Understanding Futures Contracts
Futures contracts detail the quantity of the underlying asset and are standardized to facilitate trading on a futures exchange. Futures can be used for hedging or trade speculation.
Futures Contracts Explained
A futures contract is a legal agreement between two parties to buy or sell an asset at a predetermined price at a specified time in the future. Futures contracts are standardized for quality and quantity to facilitate trading on a futures exchange. Some futures contracts may call for physical delivery of the asset, while others are settled in cash.
Futures Contract Terms
Futures contracts have expiration dates ranging from one month to several years. Each futures contract has specifications for the commodity, including the minimum price fluctuation and the last trading day. Traders buy and sell futures contracts based on margin, which represents a fraction of the contract value.
Futures Contracts vs. Forwards
Futures contracts are similar to forwards but are standardized and traded on an exchange, while forwards are customized and traded over-the-counter. Both types of contracts mitigate risks by allowing parties to lock in prices for future transactions.
Advantages and Disadvantages of Futures Contracts
Futures contracts offer benefits such as price transparency, liquidity, and leverage, but they also carry risks such as price volatility and the potential for substantial losses. Traders should carefully consider their risk tolerance and investment objectives before trading futures contracts.
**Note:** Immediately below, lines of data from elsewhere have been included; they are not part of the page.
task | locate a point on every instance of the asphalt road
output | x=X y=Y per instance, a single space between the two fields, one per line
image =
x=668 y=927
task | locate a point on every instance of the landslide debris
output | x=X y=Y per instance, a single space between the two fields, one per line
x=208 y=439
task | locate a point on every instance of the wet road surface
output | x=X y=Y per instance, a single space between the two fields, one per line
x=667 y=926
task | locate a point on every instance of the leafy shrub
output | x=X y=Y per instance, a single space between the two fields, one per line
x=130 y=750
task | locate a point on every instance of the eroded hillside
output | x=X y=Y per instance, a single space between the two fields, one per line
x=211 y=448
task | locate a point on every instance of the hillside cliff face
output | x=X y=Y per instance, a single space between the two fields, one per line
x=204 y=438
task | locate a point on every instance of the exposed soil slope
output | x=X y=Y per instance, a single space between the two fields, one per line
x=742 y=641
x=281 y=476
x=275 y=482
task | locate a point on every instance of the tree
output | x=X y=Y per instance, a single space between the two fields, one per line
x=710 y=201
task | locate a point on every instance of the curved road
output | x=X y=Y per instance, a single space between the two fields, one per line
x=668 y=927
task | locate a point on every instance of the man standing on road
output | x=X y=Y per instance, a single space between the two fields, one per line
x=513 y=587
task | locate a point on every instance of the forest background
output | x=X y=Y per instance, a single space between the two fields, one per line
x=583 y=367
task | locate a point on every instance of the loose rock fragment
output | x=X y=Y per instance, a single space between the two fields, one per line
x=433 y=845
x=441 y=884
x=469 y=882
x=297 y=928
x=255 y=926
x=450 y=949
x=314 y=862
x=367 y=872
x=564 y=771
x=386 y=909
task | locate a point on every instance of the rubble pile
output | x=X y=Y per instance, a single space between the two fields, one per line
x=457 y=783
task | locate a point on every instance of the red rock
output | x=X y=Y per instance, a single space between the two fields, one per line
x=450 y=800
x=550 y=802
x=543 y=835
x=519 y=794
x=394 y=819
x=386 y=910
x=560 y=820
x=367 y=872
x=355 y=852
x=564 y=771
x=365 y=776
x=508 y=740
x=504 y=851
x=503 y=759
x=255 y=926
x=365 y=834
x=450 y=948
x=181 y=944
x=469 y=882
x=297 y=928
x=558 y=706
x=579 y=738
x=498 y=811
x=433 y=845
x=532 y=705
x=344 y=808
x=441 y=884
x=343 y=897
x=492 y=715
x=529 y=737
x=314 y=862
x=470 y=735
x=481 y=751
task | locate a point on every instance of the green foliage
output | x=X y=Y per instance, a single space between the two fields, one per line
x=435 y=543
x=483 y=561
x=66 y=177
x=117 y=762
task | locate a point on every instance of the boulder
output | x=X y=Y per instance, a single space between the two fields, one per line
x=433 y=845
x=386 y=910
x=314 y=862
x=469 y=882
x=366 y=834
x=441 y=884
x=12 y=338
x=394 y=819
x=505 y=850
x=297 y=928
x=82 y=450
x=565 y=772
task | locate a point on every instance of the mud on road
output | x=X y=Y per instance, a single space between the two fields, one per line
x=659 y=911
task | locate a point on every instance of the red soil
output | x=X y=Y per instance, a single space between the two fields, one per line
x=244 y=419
Example of a Futures Contract
For example, suppose a farmer expects to harvest 100,000 bushels of corn in six months and wants to lock in the price. The farmer can sell a futures contract for 100,000 bushels of corn at the current market price. If the price of corn decreases before the harvest, the farmer has effectively locked in a higher price.
The Bottom Line
Futures contracts are derivative financial instruments that enable parties to buy or sell assets at a predetermined price on a specified future date. These contracts are standardized and traded on futures exchanges, providing benefits such as price transparency and liquidity. However, futures trading carries risks, and traders should carefully assess their risk tolerance before participating in the futures market.